December 11, 2005

Cour de cassation, chambre criminelle, 6 septembre 2005 : pas de protection pénale du nom de domaine

Pour soutenir la campagne d’un candidat à la présidence de Madagascar, un informaticien avait depuis la France développé un site web. Ce site, accessible à l’adresse tiako-i-madagasikara.com, retraçait jour après jour les événements de la vie politique malgache, et consistait en articles, photos, forums, etc. Le fonctionnement du site prenait beaucoup de temps à son développeur. Afin que le site soit nourri en son absence, le développeur en confia « les clefs » à un tiers (communication de la totalité des codes d’accès et du contenu des sources permettant de modifier ou restaurer la base de données). Après avoir été évincé de la campagne présidentielle, il se retrouve aussi privé de site : son (ex) homme de confiance l’a fermé, et a réservé le nom de domaine tiako-i-madagasikara.org, pour y publier... l’intégralité des données figurant à l’origine sur le site qu'il a fermé. Le créateur le cite en justice.
Le demandeur est débouté de son action pénale en contrefaçon de marque par la Cour d’appel de Versailles (18 novembre 2004), qui a naturellement relevé qu’une action en défense d’un nom de domaine ne peut être fondée sur le fondement pénal de l’article L. 716-9 du Code de la propriété intellectuelle. Il n’obtient pas non plus la condamnation pénale du défendeur pour atteinte aux droits sur sa base de données, la Cour ayant considéré que le producteur d’une base ne peut reprocher l’extraction du contenu de sa base s’il n’a pas préalablement interdit une telle extraction (et la cour infirme le jugement qui avait aussi retenu l’infraction de maintien frauduleux dans un système de traitement automatisé (T.corr. Nanterre, 25 mars 2003)). Pourvoi est formé.

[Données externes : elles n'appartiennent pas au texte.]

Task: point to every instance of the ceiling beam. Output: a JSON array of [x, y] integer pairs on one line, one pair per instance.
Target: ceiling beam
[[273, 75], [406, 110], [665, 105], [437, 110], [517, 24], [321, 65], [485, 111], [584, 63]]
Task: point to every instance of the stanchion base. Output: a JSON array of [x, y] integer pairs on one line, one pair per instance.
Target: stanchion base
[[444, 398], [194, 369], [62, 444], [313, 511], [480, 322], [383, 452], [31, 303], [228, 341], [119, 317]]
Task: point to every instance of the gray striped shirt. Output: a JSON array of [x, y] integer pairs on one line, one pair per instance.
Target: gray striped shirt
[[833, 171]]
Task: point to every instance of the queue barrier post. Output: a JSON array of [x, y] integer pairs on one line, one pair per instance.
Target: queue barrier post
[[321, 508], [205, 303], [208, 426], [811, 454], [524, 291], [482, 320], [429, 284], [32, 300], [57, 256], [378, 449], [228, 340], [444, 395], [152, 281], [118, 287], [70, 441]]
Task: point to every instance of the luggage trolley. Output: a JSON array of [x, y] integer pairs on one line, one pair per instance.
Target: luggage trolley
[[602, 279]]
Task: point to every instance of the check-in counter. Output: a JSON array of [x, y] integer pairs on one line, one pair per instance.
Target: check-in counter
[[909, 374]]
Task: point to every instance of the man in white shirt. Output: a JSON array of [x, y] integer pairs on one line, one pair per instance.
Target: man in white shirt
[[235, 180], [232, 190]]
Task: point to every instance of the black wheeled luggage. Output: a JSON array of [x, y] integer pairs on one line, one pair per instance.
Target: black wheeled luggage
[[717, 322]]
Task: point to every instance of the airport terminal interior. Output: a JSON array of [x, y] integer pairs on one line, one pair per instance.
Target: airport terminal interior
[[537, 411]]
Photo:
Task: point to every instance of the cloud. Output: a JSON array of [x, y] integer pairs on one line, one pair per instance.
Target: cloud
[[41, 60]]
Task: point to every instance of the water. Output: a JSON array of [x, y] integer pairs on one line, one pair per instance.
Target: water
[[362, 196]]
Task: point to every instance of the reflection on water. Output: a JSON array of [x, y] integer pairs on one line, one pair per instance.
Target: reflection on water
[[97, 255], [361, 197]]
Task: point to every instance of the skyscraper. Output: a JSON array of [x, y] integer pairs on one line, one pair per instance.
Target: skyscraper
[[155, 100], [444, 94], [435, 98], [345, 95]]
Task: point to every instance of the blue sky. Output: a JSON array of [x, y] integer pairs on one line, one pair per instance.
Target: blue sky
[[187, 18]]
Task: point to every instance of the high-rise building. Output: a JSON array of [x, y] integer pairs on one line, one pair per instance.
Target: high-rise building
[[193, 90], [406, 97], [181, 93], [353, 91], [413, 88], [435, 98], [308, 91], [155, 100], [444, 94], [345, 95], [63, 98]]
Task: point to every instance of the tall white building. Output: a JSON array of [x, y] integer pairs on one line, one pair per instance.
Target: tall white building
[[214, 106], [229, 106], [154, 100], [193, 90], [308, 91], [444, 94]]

Il est soutenu que le nom de domaine est un signe susceptible de représentation graphique qui servait en l’espèce à distinguer des services, et qu’à ce titre il a les caractéristiques d’une marque, partant la protection de l’article L. 716-9. Il est en outre soutenu que la cour d’appel a ajouté à la loi en conditionnant l’application de la protection du producteur à la formulation d’une interdiction préalable.
La Cour de cassation rejette le pourvoi, et approuve l'arrêt d'appel dans les termes suivants :
Attendu que les énonciations de l’arrêt attaqué mettent la Cour de cassation en mesure de s’assurer que la cour d’appel a, sans insuffisance ni contradiction, et en répondant aux chefs péremptoires des conclusions dont elle était saisie, exposé les motifs pour lesquels elle a estimé que la preuve des infractions reprochées n’était pas rapportée à la charge du prévenu, en l’état des éléments soumis à son examen, et a ainsi justifié sa décision déboutant la partie civile de ses prétentions ;
D’où il suit que les moyens, qui, pour le second est inopérant en ce qu’il allègue une violation de l’article 323-1 du Code pénal non visé à la prévention, et qui se bornent, pour le surplus, à remettre en question l’appréciation souveraine, par les juges du fond, des faits et circonstances de la cause, ainsi que des éléments de preuve contradictoirement débattus, ne sauraient être admis
Il est donc confirmé - si besoin était - que le nom de domaine non enregistré ne peut, en droit français, bénéficier de la protection de la marque. Cet arrêt de la Cour de cassation, non publié, n'a donc pas vocation à rester dans les annales (ce qui est heureux au regard de l'autre question posée, relative à la base de données : sur ce point, le pourvoi est rejeté pour raisons procédurales).